The new paper largely confirms what Birney said in 2012. One of the Oxford scientists, Gerton Lunter, told me in an email that they can’t give an exact breakdown of what functional categories constitute the 8.2 percent, but they have concluded that basically all protein-coding genes are there. All, or nearly all, regulatory material forms a large contribution, too, he said.
It may be junk, but it’s not just noise
The rest of the genome, Birney said in 2012, is not–as some would have it — just biological “noise.” He prefers to call that DNA “biologically neutral,” meaning “that there are totally reproducible, cell-type-specific biochemical events that natural selection does not care about.” Which is what the new PLOS Genetics paper says too.
So what’s the other 90 percent of the human genome up to? It has been called junk, and although scientists don’t much like that term, junk is what a lot of it appears to be. Some of that DNA, for instance, is leftover fragments of dead viruses that invaded our ancestors’ genomes aeons ago.
But most of the 90 percent consists of DNA sequences called transposons.
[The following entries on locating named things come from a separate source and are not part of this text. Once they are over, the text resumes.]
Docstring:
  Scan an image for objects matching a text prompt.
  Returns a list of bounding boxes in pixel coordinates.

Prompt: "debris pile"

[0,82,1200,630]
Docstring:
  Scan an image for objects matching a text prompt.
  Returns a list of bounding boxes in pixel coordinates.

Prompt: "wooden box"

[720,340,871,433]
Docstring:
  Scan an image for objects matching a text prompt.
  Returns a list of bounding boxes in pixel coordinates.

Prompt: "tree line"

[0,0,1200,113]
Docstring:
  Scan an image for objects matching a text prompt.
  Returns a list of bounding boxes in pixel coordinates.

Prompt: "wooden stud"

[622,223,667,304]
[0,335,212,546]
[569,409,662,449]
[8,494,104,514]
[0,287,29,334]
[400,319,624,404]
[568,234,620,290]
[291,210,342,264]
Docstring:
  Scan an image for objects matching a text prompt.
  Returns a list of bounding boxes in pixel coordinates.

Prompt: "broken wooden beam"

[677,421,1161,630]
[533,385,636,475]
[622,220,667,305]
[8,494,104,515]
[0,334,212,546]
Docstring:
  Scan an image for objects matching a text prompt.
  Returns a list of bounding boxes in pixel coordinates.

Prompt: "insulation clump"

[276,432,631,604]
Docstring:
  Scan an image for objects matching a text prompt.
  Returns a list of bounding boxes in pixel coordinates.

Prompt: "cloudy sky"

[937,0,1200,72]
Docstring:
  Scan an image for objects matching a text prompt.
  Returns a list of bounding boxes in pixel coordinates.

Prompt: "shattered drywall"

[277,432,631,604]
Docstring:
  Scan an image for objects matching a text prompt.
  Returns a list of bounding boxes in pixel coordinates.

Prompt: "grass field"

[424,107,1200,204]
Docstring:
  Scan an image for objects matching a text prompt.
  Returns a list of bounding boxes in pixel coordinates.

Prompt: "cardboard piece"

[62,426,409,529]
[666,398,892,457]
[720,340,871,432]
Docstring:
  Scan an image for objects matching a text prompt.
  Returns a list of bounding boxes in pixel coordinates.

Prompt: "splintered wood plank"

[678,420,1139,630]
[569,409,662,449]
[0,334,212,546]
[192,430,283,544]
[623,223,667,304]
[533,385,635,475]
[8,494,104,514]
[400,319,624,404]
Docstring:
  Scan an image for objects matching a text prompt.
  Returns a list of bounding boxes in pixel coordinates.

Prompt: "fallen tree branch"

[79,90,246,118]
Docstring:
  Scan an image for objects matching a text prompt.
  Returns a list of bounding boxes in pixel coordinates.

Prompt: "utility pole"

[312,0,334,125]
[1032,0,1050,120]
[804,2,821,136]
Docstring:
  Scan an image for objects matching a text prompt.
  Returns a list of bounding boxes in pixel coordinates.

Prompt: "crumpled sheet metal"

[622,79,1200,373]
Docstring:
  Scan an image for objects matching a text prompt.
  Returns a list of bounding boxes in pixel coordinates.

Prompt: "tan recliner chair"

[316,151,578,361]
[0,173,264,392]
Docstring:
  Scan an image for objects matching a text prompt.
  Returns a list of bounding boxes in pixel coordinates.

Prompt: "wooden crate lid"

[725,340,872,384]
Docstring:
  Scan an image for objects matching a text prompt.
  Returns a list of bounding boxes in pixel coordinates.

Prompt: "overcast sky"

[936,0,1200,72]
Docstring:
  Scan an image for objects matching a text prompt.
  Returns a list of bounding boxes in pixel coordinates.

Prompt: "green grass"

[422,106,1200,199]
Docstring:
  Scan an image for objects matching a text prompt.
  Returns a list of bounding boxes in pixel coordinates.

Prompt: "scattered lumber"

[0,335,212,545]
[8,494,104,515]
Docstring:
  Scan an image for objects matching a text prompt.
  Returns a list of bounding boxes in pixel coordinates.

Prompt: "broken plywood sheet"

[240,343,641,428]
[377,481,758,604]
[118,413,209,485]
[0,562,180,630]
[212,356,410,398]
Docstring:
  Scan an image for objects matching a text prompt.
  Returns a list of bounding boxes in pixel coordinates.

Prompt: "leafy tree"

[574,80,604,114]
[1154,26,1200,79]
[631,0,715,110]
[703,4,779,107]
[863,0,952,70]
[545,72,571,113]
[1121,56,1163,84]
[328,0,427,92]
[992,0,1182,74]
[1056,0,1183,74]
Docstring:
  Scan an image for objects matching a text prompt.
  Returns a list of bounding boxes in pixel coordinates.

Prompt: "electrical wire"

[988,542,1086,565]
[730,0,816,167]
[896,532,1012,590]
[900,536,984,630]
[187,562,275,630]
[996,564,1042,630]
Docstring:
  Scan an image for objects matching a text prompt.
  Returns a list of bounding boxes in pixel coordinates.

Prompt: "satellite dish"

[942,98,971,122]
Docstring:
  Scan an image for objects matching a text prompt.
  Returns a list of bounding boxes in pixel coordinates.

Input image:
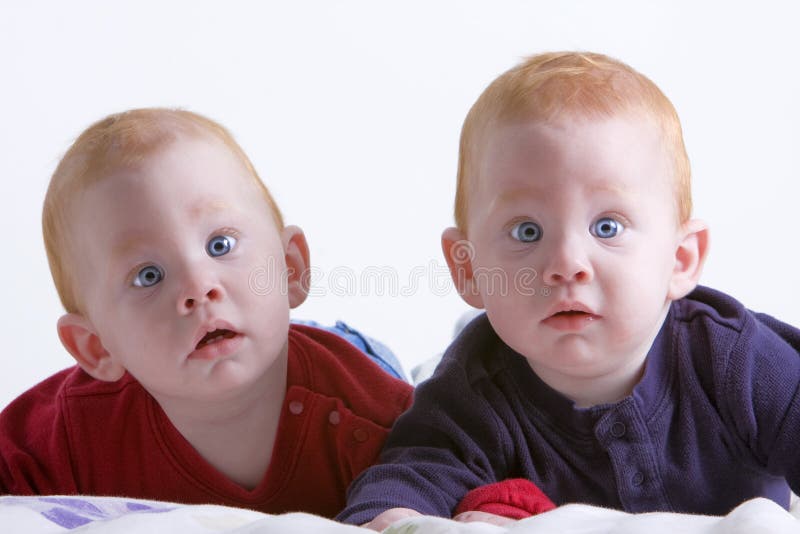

Occupying fully half the human genome, transposons are stretches of DNA that can hop around in host DNA. They are somewhat related to viruses, and Sean Eddy, who does computational biology at the Howard Hughes Medical Institute’s Janelia Farm, calls them “molecular parasites.”
The extent to which a genome is infested with transposons varies from species to species. The Homo sap genome is stuffed with them. We do delete them, but they replicate so fast that we can’t keep up. Transposons, however, are not essential for a successful life. As I wrote here at GLP last fall, it’s perfectly possible to flourish with a lean and mean genome that contains hardly any transposons. My example was a little weed called the humped bladderwort. Only 2.5 percent of its genome is transposons, compared to 50 percent transposons in Homo sap.
Having few transposons could be an advantage. That’s because some transposons are more than just excess baggage. They can be detrimental. A transposon that jumps into the middle of a gene can disrupt the gene’s work. Transposons can also boost the potency of genes involved in disease. They are a factor in some kinds of cancer.
On the other hand, transposons are also the raw material of evolution. When these mobile elements move around in eggs and sperm, they can increase genetic diversity. A 2010 paper suggested that transposons have contributed to human success by speeding our unusually rapid evolution, especially evolution of our big brains.
So transposons can sometimes be damaging and sometimes useful. Mostly, they are neither. Just . . . junk.